Proc. E-2.577/02 - v.u. em 20/06/02 do parecer e ementa do Rel. Dr. RICARDO GARRIDO JÚNIOR - Rev.ª Dr.ª ROSELI PRÍNCIPE THOMÉ - Presidente Dr. ROBISON BARONI.


RELATÓRIO – O consulente foi regularmente inscrito na Subseção de (...), SP, afastado dos quadros na OAB/SP, por ter-se, concomitantemente à inscrição, licenciado para assumir o cargo de secretário da Prefeitura Municipal de (...).

Pretende que este Tribunal se manifeste sobre a legalidade da municipalidade de (...) glosar vantagens pecuniárias por ele acumuladas ao longo de 29 anos de efetivo exercício de cargo público, 23 dos quais como secretário da prefeitura.
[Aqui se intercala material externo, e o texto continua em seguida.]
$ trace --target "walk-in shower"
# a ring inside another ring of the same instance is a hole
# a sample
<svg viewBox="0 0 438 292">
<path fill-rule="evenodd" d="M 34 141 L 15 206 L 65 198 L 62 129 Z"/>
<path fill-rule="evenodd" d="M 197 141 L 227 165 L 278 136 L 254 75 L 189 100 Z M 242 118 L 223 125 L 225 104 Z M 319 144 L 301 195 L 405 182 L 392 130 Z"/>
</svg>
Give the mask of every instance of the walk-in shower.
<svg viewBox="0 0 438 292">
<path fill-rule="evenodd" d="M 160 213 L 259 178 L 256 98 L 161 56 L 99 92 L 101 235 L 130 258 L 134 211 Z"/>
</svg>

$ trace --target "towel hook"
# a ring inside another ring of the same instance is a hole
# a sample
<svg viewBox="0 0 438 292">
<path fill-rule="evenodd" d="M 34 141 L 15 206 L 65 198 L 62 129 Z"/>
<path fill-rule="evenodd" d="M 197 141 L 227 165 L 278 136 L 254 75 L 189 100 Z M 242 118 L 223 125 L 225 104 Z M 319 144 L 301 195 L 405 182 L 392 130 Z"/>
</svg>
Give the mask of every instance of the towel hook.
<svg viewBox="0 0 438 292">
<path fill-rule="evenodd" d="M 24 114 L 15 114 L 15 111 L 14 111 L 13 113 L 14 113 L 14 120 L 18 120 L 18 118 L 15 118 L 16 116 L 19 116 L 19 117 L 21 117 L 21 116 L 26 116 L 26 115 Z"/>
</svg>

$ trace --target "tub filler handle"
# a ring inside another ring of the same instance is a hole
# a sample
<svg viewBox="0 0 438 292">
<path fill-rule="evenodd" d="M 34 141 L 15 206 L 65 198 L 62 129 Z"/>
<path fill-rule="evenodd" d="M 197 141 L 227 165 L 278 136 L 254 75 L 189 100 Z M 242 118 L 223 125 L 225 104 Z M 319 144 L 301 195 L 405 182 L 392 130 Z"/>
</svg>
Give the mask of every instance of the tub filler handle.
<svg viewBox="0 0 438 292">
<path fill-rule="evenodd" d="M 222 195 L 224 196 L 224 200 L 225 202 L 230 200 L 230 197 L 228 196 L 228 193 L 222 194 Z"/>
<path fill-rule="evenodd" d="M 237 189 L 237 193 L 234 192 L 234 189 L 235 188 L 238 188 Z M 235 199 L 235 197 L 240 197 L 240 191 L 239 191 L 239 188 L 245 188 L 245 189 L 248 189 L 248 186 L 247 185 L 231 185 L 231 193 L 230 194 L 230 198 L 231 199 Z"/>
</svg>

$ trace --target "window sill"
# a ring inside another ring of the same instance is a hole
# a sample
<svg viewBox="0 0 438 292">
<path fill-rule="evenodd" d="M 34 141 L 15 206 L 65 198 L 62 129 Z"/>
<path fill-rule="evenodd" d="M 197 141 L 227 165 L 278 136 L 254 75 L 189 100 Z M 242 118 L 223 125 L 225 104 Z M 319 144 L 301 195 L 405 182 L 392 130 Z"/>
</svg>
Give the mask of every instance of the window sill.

Deseja saber se o artigo 219 da Lei Municipal nº 2.979, de 18.07.1989 (Estatuto Único dos Servidores Públicos Municipais de ...), estaria em harmonia com o artigo 37, XI, da Constituição Federal, com a Emenda Constitucional nº 19 e com reiteradas decisões do STF no sentido de que vantagens pessoais não entram no cômputo para aferir o teto salarial no serviço público.

PARECER – Somos pelo não conhecimento da consulta, por ter sido formulada por terceiro estranho aos quadros da OAB, por existir incompatibilidade no exercício da advocacia com o exercício do cargo público municipal que exerce há mais de duas décadas, além da circunstância de a matéria enfocada não se referir à questão ética ou disciplinar, portanto, refulgindo da competência deste sodalício, que não se manifesta sobre compatibilidade de legislação municipal face à Constituição Federal, emendas constitucionais ou decisórios do STF.